Should someone else’s happiness affect your happiness?
The obvious answer is no. Someone else’s successes or failures has nothing to do with you or your life.
I wholeheartedly agree with this idea yet, sometimes I struggle.
I find myself scrolling Facebook and when someone I don’t particularly care for or feel inferior to has a positive thing happen, it feels like a personal dig at me. Like, who does this person think they are that they can have great things happen, and I’m over here watching my third hour of “Dance Moms” eating non-organic peanut butter, because I’m too lazy to make a proper sandwich. A-holes, that’s who.

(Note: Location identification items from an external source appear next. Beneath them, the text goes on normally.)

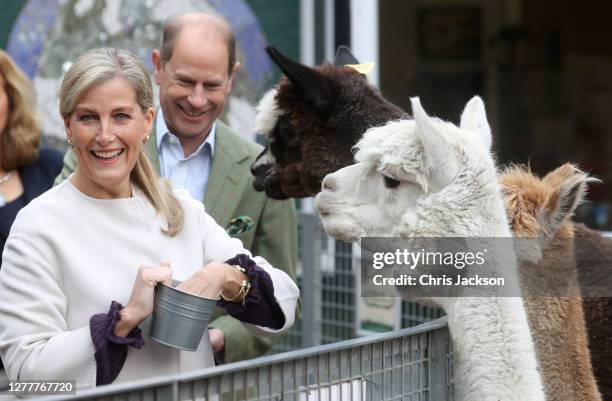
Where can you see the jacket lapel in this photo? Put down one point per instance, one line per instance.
(227, 177)
(150, 148)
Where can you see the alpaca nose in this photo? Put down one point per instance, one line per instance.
(329, 183)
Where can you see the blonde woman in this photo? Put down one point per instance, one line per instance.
(106, 236)
(25, 170)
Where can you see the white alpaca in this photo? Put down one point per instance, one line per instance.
(429, 178)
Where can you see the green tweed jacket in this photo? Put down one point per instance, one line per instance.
(230, 193)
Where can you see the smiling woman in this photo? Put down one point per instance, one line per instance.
(108, 235)
(106, 130)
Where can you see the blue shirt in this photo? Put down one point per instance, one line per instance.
(190, 173)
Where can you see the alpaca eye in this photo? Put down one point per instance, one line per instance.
(390, 182)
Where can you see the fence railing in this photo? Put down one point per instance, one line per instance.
(408, 364)
(328, 274)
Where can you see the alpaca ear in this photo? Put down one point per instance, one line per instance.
(441, 161)
(474, 118)
(344, 56)
(570, 188)
(309, 81)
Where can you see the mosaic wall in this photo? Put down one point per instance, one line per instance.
(49, 34)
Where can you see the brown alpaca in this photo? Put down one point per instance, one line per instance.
(542, 209)
(594, 262)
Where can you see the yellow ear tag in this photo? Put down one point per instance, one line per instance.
(363, 68)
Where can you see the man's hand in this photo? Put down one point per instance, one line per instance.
(217, 339)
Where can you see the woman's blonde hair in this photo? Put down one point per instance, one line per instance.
(101, 65)
(21, 136)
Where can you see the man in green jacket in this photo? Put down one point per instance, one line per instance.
(194, 69)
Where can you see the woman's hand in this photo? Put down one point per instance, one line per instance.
(140, 305)
(209, 281)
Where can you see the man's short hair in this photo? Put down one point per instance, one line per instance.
(172, 29)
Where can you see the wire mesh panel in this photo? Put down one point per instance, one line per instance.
(410, 364)
(327, 277)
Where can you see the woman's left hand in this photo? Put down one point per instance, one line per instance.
(209, 281)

So, for me, the first step is admitting there is a problem.
Admitting that you can’t be happy for someone else’s success is hard because it means that you feel like you’re in competition with them and you’re losing. That something is going on in your own life making you feel less than or vulnerable, and here’s the god-honest truth: That’s okay. Life is filled with ups and downs, they just aren’t usually shared on social media.
Ups only on the ol’ social media. People aren’t going to show pictures of their kids watching their third hour of “Paw Patrol,” while pounding some Wendy’s. Instead, it’s them in their Easter best posing with a real, live fluffy bunny. Which is fine, I don’t need to see pictures or videos of kids fighting over who had the matchbox car last. I just need to remind myself that people are showing their lives through rose-colored lenses.
When I’m feeling a bit lost or sad or “not where I should be,” it’s a hard place to admit to being. It’s easier to attack the other person: They’re bragging, or being “fake,” or inauthentic. That way one doesn’t have to examine what’s at the core of a reaction.
So the only thing that I have found to be helpful when I’m feeling this way is to talk about it/write about it/examine it. Get to the core. As my boyfriend/hero Fred Rogers (Mr. Rogers to those who weren’t pretend dating him) said, “If it is mentionable, it is manageable.” If you can talk about it, you can get through it and people want to talk about it.
Nothing makes a group connect harder and faster then a Facebook Bragger.
I also know that this feeling is a kick in the butt to start working on myself. Focus on the only thing I actually have control over: myself and my happiness. So when I’m feeling a pang of jealousy, it’s a cue to get moving. Not because you are actually in competition with some Facebook bragger (that Facebook bragger is probably not as happy as they want everyone to believe), but because it triggered something in me that’s saying I’m not feeling right about my life. When I’m happy and things are going great, someone else’s happiness or success is a blip on my radar, but when I’m not: an Instagram post will make me rage eat a peanut butter sandwich.
So when you’re feeling jealous, remind yourself what’s important in life, and don’t compare your life to anyone else’s—because you never know what they’re actually going through.